Lucy listened to the voice messages, and she read what Erica sent. She listened and read, usually several times over. And then she deleted the messages, and never answered.

She made excuses to herself about why. That she had too much on, or that it wasn’t fair to Jake, or sometimes that it wasn’t fair to Erica. Mostly, she told herself she was too busy, but she knew the real reason was that she was hurt by Erica leaving, and she was scared by what being around Erica made her feel. She was scared, sometimes, by how intense her wanting was for Erica, and how badly she felt it just from hearing Erica’s voice, or thinking about her smile.

She had never reacted to anyone the way she did to Erica. Not that strongly, not feeling so helpless in the face of it. It was unreasonable, and terrifying, and it scared her enough that once Erica had left, and wasn’t right there with her, it was just easier to avoid all contact rather than risk feeling it again.

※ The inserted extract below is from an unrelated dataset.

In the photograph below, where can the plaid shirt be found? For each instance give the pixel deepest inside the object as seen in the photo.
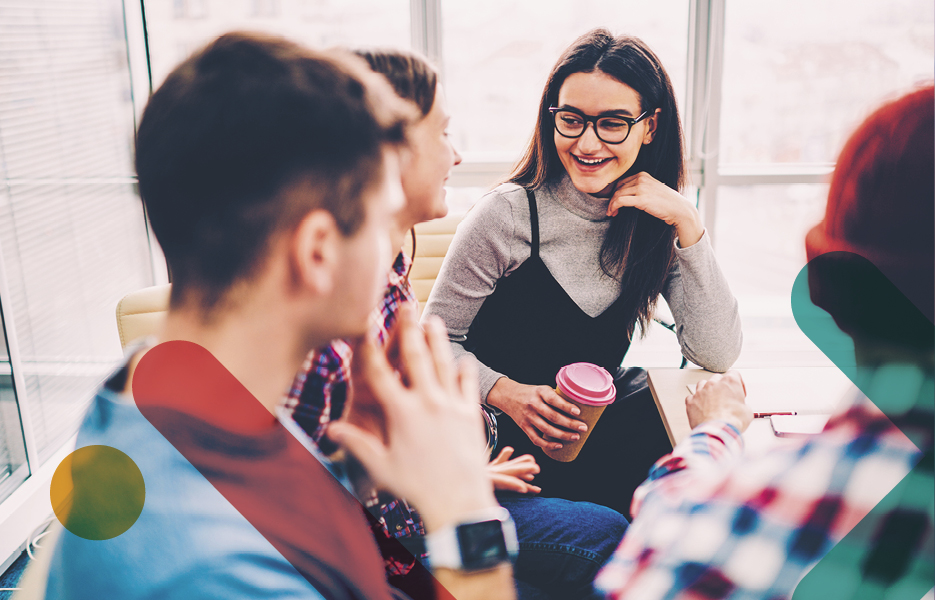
(318, 394)
(711, 524)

Erica left, and found another job, and eventually had stopped calling Lucy, when her messages weren’t returned. And Lucy had thrown herself into Bitmo, and got on with her life, and told herself it was better this way, to have a clean break, and that furious foolish passions like she felt for Erica weren’t sensible or safe or anything she needed.

Lucy had thrown herself into Bitmo, and for a while that had worked, but unfortunately this had been about the time that everything had begun to go wrong. Something had changed at Bitmo. The company no longer worked as well as it had. People squabbled, and didn’t cooperate like they used to. They each pulled their own way, concerned with their own needs. Suddenly, they were no longer a team.

More than once, in the middle of dark lonely nights on her own, Lucy had wondered whether Jake somehow knew about her affair with Erica and was sabotaging Bitmo on purpose, trying to destroy it to punish Lucy, to hurt her, or just to show her that he could. In the morning she always decided she’d been wrong, that she was imagining things, and that not only did those fears not make sense, but they weren’t really fair to Jake either. Jake wasn’t out to destroy Bitmo, and neither were the finance people. It was just that none of them understood how tech companies worked, and were making mistakes in their ignorance, just like Lucy was about money. Jake and the venture capital people were simply stupid, Lucy had decided, not malicious. And Lucy’s ignorance of money and business hadn’t helped either.

It had been innocent mistakes, not malice, that had brought Bitmo down. Not that it had mattered in the end.

Because in the end, Bitmo had gone bust, and that was terrible, but it had all worked out in a strange, peculiar kind of way.

Erica wanting to stay in touch meant that Lucy still had her phone number, and had it in her phone to tempt herself, to look at sometimes, in case she ever wanted to call. And the number already being in her phone meant she could reach Erica easily, whenever she wished, and so, in the end, she had.

In the middle of the night. From a beach in some small town where Erica now lived.

When Lucy needed to, she had called. And now she was sitting naked on the sand, on a beach, waiting for dawn, and wondering what the rest of her life would be.

If she hadn’t been too stoned to actually laugh, it would almost have been funny.